When asked about their retirement plans, respondents were also more likely to focus on the independent phase of their retirement until prompted to consider the longer-term picture.
Those that did talk about potential health or social care needs were influenced by their own current health or the experience of family.
The study found that there was little evidence of people giving detailed consideration of the length of their retirement or their needs beyond general aspirations such as having the financial security to be able to pay for essentials, financial freedom to enable a lifestyle that was consistent with or better than their current one, and the ability to support their adult children.
Indeed, these issues were often the cause of commencing pension decumulation, with topping up income in response to financial shock, increasing income to fund lifestyle choices, supporting adult children, paying off debts or mortgages and investing in retirement products being the main reasons behind decisions to decumulate pensions.
The report found that across different demographics “people consistently viewed their defined contribution (DC) pension more as a component of their overall savings from which they may draw, rather than specifically reserved for the purchase of an income product in retirement”.
The study also revealed that participants were more willing to liquidate smaller pots entirely, particularly if these were inactive, compared to either not touching or drawing a more complex mix of retirement income products and cash from larger ones.
The report continued: “If more consumers consolidated their DC pensions it could encourage detailed consideration of exactly how much a consumer needs to withdraw, rather than encouraging a tendency to close a whole pot, because it does not feel worth leaving a small amount in the pension.
“Bringing pensions together could also make it easier to see the potential of their overall pension savings to generate retirement income.”

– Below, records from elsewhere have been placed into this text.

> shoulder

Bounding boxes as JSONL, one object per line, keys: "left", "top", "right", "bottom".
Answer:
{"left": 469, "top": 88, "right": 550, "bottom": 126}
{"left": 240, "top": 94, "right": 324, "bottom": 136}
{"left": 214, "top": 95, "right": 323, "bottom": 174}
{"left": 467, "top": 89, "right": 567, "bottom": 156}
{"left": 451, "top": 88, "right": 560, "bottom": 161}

Various groups were also found to have avoided seeking financial advice for a number of reasons.
Some knew what they wanted to do and simply wanted information on how to operationalise their plans, while others did not seek advice because they were wary of the complexity of pensions decisions and proceeded to decumulate despite lacking confidence in their understanding of the consequences.
Some participants on lower household incomes perceived the cost of personal financial advice to be a barrier to seeking professional advice, some were put off by the perceived burden of engaging with support on top of busy lives or health conditions and participants with all levels of perceived financial capability could have a mistrust of financial advisors and the pension industry.
The report noted: “When asked what support would be helpful, participants expressed a desire to have more information and guidance across all their pension pots in one place. Some had achieved this by paying for advice, others felt they could not get the full picture.”
The DWP commissioned NatCen Social Research to conduct the qualitative study in order to better understand people’s experiences of, and influences on, pension decumulation.